Connecting ADRs to Code Review
ADRs become most useful when they show up in everyday workflow.
Add a small section to your PR template:
## Architecture impact
- Does this PR change module boundaries?
- Does it introduce a new dependency direction?
- Does it require a new or updated ADR?
This does not need to be bureaucratic. Most PRs will answer "no". But when the answer is "yes", the team catches architecture changes before they quietly become permanent.
For larger changes, link the ADR directly in the PR description.
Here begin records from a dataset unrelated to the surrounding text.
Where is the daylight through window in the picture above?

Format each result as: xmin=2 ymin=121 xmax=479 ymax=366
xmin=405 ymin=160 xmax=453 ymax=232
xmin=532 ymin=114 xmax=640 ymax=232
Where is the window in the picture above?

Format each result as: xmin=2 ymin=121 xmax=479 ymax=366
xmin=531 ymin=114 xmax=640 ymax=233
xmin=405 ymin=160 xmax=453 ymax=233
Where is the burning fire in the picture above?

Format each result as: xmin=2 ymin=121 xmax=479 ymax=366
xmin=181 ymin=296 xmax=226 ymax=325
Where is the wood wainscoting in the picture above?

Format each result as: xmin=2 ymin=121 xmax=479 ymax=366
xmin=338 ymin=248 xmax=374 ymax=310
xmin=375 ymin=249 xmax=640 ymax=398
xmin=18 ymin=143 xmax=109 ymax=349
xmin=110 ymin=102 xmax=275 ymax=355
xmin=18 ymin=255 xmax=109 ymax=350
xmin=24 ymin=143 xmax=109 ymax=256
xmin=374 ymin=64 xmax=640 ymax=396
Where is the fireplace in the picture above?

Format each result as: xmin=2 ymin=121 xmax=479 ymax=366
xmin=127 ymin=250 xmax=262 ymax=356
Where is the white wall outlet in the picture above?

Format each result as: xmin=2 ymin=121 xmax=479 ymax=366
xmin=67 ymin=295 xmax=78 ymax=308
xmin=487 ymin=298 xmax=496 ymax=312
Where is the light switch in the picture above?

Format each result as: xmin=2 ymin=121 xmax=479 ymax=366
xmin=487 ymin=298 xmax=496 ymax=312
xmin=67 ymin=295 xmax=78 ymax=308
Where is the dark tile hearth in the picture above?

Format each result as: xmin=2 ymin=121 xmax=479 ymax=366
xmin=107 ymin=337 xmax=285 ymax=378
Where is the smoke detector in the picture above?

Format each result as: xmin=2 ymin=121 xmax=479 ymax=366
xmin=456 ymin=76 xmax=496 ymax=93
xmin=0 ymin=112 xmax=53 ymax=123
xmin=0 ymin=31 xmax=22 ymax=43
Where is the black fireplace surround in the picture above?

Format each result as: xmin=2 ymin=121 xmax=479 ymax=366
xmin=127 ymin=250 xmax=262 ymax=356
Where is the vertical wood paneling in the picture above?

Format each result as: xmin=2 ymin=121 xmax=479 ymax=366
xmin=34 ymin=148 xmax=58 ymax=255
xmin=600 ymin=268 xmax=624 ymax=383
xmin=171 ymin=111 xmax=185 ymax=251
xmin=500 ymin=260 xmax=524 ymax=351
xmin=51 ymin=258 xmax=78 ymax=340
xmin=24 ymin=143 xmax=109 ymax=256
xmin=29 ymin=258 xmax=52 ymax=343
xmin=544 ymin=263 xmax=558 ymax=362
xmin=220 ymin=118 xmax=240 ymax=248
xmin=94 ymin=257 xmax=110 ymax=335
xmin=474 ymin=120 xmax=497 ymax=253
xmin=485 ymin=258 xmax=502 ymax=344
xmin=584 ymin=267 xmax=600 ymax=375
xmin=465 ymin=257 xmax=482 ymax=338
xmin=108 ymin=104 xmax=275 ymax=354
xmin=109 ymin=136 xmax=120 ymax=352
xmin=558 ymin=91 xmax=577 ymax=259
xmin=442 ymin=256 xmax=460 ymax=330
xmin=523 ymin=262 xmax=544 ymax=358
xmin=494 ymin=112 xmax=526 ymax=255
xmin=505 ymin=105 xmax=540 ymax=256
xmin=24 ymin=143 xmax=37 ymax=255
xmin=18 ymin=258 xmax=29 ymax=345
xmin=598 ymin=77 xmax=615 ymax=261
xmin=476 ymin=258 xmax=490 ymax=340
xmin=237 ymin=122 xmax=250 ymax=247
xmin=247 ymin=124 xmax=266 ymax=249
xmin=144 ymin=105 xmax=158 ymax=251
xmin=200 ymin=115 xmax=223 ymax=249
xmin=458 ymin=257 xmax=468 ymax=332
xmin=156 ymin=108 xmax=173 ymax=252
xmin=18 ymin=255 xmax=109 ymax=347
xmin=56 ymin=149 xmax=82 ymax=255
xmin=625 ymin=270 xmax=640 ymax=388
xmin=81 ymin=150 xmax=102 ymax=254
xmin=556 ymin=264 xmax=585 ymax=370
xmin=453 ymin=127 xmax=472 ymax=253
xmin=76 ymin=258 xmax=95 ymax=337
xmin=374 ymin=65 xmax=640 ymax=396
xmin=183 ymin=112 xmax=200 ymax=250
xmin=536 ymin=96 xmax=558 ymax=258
Reviewers can evaluate the implementation and the reasoning together.
How ReposLens Helps
ReposLens cannot write your ADRs for you, but it can make the decisions easier to validate.
When you define boundaries in an ADR, ReposLens helps you see whether the code still respects them. If a shared package starts depending on a feature package, the dependency graph makes the violation visible. If a PR introduces a new circular dependency, the architecture check can catch it before merge.
This closes the loop:
- ADRs document the intended architecture
- Dependency visualization reveals the actual architecture
- PR checks prevent accidental divergence
That combination is much stronger than documentation or tooling alone.
Start Small
You do not need to document every decision your team has ever made. Start with the next significant architecture decision.
Create docs/adr/0001-your-decision.md. Keep it under one page. Link it from the PR. Revisit it when the architecture changes.
The payoff arrives later, when someone asks why the system is shaped the way it is and the answer is not hidden in memory. It is right there, in the repository, next to the code it protects.